ECLI:NL:CRVB:2007:BA2333
Centrale Raad van Beroep
- Hoger beroep
- Ch. van Voorst
- H.G. Rottier
- E. Dijt
- Rechtspraak.nl
Weigering van ziekengeld op basis van arbeidsongeschiktheid en belastbaarheid
In deze zaak gaat het om het hoger beroep van appellante tegen de uitspraak van de rechtbank Leeuwarden van 21 januari 2005, waarin haar beroep tegen een besluit van het Uitvoeringsinstituut werknemersverzekeringen (Uwv) ongegrond werd verklaard. Appellante, die als schoonmaakster werkte, werd eind februari 2001 wegens rugklachten ongeschikt voor haar arbeid. Na een wachttijd van 52 weken werd haar geen uitkering op basis van de Wet op de arbeidsongeschiktheidsverzekering (WAO) toegekend, omdat zij niet geschikt werd geacht voor haar werk, maar wel in staat werd geacht om fysiek matig belastend werk te verrichten.
In oktober 2003 meldde appellante zich ziek vanwege rugklachten terwijl zij een uitkering op basis van de Werkloosheidswet ontving. Een verzekeringsarts oordeelde op 19 maart 2004 dat appellante per 22 maart 2004 hersteld was, waarna het Uwv besloot dat zij vanaf die datum geen recht meer had op ziekengeld. Appellante maakte bezwaar tegen dit besluit, maar de bezwaarverzekeringsarts bevestigde het oordeel van de primaire verzekeringsarts. Het bezwaar werd ongegrond verklaard op 27 april 2004.

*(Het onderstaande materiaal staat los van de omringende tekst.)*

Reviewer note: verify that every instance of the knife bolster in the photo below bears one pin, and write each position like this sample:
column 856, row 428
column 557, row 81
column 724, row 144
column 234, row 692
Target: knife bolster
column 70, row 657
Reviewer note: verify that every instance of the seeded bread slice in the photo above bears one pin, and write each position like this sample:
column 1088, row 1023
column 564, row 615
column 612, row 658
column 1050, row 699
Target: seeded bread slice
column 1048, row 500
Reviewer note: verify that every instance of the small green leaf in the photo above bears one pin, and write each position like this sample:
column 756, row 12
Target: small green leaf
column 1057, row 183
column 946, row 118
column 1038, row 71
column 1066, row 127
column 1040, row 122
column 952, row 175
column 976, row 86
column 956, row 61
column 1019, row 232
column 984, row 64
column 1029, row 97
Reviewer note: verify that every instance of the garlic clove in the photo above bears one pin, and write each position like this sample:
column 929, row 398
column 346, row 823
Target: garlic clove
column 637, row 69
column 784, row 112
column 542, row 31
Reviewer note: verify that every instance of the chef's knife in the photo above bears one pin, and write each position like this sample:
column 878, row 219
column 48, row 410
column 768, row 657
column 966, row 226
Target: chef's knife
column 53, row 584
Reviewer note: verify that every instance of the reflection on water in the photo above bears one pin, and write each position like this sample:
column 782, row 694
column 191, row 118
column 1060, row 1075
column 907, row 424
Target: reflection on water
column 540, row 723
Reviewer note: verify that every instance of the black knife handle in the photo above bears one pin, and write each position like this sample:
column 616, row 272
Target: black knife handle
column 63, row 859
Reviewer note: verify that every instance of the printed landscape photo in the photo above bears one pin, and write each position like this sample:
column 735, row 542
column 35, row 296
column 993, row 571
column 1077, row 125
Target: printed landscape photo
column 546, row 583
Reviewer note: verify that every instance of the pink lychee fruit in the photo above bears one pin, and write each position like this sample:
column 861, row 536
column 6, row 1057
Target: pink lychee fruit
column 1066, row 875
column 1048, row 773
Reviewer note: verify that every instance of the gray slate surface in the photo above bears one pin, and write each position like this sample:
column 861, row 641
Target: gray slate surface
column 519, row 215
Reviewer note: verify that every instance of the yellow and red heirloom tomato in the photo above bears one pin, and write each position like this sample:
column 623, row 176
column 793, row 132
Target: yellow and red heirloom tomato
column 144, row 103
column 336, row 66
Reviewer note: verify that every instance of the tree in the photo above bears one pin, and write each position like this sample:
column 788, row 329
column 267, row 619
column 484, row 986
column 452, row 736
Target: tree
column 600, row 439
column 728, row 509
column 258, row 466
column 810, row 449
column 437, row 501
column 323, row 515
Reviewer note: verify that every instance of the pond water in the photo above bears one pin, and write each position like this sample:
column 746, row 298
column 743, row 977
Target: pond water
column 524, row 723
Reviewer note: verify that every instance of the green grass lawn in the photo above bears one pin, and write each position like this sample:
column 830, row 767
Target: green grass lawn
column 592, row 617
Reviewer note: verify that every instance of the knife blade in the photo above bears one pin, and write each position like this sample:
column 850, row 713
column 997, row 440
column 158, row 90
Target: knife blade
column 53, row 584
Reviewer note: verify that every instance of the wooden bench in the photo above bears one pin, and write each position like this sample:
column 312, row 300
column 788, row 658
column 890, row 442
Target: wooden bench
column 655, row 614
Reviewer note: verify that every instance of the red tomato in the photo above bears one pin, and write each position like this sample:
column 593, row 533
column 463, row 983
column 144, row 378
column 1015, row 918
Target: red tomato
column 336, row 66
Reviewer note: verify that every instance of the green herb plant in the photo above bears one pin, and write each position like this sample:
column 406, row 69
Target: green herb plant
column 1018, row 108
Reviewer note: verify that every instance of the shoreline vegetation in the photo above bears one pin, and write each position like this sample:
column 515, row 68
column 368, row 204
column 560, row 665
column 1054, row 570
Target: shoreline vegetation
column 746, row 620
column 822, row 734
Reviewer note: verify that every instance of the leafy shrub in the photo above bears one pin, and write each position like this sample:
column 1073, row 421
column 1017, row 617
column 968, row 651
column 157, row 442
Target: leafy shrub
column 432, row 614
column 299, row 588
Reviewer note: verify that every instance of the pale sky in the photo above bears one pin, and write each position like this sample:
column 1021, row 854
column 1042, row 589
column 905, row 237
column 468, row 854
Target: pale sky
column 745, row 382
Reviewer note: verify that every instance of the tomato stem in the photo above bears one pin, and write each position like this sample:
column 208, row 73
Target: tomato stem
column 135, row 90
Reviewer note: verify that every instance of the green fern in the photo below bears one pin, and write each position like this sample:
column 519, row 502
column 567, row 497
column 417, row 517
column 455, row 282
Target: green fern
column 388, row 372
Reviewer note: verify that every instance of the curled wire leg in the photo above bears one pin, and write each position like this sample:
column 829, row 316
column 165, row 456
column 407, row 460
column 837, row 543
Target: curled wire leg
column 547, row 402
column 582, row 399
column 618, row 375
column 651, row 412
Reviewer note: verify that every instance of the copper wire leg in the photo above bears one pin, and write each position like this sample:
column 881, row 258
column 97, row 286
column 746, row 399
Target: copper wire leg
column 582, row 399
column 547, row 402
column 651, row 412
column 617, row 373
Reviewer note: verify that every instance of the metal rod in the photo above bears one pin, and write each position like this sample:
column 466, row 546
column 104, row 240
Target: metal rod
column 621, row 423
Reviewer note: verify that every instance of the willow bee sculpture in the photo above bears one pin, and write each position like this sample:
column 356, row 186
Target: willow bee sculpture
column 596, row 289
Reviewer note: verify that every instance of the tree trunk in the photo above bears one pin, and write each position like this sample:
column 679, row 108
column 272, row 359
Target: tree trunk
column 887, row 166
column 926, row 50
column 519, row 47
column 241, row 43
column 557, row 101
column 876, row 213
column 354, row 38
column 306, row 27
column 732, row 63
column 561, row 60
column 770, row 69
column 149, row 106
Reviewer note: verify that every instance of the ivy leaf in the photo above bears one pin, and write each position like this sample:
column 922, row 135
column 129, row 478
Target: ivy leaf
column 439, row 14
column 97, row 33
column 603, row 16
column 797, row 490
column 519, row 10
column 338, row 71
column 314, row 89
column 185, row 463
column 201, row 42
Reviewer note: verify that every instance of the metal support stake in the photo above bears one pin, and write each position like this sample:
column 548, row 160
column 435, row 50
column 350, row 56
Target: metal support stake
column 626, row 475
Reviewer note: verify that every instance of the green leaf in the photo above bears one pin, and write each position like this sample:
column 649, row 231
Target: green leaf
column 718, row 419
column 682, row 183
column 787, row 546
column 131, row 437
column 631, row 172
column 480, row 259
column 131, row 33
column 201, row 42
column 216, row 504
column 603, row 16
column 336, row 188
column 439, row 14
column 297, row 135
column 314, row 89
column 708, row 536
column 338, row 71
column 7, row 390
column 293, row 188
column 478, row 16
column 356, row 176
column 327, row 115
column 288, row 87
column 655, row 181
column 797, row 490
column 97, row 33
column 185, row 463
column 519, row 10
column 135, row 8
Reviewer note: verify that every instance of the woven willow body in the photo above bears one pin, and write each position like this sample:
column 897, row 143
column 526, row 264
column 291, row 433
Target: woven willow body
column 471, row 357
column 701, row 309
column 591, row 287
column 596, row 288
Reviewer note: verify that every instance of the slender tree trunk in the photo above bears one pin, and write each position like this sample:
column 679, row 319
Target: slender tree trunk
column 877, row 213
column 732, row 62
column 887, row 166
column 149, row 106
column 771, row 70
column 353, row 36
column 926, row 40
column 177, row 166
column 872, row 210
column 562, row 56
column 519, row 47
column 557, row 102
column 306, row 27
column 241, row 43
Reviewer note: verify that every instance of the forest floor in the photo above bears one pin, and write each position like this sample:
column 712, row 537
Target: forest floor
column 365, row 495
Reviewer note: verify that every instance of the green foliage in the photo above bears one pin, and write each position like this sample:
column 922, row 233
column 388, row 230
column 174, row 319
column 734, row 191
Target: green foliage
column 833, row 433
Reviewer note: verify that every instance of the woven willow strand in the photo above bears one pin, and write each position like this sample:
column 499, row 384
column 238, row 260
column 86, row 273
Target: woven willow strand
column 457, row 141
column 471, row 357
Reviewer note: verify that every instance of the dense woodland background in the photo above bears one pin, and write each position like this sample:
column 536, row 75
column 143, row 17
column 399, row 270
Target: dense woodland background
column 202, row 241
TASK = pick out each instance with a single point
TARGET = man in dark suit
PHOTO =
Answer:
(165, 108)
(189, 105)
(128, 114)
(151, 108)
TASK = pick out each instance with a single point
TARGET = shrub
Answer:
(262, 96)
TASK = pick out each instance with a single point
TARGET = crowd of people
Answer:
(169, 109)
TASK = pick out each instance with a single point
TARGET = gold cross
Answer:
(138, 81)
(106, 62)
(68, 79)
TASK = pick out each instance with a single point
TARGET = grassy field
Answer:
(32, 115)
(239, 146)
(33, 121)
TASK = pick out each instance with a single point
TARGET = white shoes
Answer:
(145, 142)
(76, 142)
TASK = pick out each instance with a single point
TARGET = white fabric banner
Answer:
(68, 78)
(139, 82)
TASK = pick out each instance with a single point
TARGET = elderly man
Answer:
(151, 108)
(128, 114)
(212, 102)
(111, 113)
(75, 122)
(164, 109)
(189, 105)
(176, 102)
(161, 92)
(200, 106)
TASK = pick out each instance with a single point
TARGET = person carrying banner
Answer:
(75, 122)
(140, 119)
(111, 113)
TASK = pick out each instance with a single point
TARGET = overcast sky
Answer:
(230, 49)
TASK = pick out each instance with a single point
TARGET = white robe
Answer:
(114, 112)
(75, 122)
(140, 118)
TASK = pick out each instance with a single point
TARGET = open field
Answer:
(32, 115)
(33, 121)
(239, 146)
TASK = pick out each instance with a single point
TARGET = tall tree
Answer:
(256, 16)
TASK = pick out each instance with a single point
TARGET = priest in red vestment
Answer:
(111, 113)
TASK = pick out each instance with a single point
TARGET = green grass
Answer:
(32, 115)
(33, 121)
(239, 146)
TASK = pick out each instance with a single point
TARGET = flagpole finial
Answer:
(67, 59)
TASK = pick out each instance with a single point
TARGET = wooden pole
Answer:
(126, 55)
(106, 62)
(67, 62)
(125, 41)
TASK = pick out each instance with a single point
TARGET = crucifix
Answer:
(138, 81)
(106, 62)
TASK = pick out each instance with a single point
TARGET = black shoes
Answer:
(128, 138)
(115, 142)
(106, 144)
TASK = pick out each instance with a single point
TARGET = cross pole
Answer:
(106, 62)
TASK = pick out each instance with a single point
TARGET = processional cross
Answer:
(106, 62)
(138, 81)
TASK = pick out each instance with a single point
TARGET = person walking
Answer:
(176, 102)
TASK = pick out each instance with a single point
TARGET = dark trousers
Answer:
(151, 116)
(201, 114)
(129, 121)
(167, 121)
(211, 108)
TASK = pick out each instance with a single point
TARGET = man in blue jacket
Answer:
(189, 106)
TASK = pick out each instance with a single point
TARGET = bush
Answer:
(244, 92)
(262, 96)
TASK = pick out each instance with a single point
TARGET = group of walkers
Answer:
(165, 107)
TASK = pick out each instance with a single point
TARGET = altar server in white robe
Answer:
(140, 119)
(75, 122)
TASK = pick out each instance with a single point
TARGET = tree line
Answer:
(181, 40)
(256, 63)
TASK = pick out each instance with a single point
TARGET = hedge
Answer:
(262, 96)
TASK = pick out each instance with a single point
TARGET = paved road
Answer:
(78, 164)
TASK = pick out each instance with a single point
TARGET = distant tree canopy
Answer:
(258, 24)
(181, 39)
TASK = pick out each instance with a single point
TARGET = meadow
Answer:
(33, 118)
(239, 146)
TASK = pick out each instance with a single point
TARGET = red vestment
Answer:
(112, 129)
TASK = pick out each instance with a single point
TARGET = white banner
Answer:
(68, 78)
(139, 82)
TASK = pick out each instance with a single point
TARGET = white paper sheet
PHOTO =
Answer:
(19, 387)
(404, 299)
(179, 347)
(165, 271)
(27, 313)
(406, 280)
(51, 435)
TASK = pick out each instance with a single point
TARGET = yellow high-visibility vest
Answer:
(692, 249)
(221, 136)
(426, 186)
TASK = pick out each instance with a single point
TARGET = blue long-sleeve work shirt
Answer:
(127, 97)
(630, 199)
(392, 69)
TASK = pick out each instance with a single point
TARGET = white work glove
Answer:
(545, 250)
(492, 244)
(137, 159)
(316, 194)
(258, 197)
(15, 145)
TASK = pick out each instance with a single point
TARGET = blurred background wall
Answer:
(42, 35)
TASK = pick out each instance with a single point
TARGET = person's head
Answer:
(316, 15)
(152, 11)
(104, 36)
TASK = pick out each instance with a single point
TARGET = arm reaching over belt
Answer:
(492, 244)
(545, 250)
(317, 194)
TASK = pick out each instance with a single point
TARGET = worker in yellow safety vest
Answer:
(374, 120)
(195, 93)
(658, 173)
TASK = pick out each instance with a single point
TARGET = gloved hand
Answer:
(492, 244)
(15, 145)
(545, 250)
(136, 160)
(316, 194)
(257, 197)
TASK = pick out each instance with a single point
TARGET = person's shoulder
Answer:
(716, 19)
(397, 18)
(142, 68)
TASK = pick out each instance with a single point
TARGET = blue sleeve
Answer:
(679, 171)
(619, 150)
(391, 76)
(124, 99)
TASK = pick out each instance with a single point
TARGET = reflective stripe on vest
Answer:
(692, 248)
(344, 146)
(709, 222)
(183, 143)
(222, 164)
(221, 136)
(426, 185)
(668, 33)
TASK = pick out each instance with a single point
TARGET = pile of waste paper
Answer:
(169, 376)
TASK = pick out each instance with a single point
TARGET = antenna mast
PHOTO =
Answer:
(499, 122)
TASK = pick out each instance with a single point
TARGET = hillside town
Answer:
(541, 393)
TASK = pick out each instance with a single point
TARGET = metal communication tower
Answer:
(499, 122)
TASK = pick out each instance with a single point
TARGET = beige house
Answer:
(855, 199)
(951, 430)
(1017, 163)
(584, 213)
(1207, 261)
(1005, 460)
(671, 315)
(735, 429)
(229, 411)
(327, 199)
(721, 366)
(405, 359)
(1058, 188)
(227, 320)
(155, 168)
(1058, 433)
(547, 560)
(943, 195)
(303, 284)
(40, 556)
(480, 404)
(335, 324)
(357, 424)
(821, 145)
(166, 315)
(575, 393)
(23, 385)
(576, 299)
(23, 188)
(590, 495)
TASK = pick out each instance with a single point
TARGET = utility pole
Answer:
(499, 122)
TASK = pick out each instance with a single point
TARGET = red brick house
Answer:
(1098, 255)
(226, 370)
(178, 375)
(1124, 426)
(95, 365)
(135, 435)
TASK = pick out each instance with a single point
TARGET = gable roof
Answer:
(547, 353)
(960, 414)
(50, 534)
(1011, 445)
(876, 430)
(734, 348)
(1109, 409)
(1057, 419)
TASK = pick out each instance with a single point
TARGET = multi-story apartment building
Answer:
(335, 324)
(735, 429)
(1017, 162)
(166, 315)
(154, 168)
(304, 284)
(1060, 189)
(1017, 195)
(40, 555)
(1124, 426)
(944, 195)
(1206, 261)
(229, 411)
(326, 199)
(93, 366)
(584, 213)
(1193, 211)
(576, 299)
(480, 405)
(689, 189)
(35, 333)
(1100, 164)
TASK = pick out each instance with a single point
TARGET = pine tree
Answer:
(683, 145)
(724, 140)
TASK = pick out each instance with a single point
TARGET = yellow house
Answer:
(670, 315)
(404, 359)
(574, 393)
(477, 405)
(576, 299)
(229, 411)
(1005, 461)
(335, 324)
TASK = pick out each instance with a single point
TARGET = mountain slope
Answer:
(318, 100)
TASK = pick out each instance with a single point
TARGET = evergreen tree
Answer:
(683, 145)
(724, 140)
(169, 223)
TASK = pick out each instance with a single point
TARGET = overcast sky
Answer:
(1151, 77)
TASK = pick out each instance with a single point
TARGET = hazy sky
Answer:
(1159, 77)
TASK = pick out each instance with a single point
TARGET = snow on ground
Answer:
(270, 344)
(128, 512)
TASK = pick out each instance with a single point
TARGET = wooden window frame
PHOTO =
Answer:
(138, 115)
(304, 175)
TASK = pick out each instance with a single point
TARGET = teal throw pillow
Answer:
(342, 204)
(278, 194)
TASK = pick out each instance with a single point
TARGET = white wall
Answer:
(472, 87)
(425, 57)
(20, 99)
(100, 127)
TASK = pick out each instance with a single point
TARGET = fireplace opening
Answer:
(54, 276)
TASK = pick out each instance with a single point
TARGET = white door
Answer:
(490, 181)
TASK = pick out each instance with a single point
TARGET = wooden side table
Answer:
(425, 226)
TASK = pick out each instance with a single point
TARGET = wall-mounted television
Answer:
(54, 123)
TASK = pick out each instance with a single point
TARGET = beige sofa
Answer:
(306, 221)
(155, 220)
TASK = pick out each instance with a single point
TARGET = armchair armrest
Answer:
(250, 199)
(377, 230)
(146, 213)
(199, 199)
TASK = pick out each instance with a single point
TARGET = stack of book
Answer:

De Centrale Raad van Beroep bevestigde de uitspraak van de rechtbank en oordeelde dat er geen termen aanwezig waren voor een proceskostenveroordeling. De Raad onderschreef de overwegingen van de rechtbank, die concludeerde dat appellante op de datum in geding in staat moest worden geacht om algemeen geaccepteerde arbeid te verrichten, gebaseerd op de eerder geselecteerde functies. De Raad hechtte waarde aan het rapport van de bezwaarverzekeringsarts, dat de belastbaarheid van appellante niet overschatte. De brief van orthopedisch chirurg dr. M. de Kleuver, die geen beperkingen voor appellante aangaf, werd niet als voldoende bewijs gezien om het oordeel van de verzekeringsartsen te weerleggen.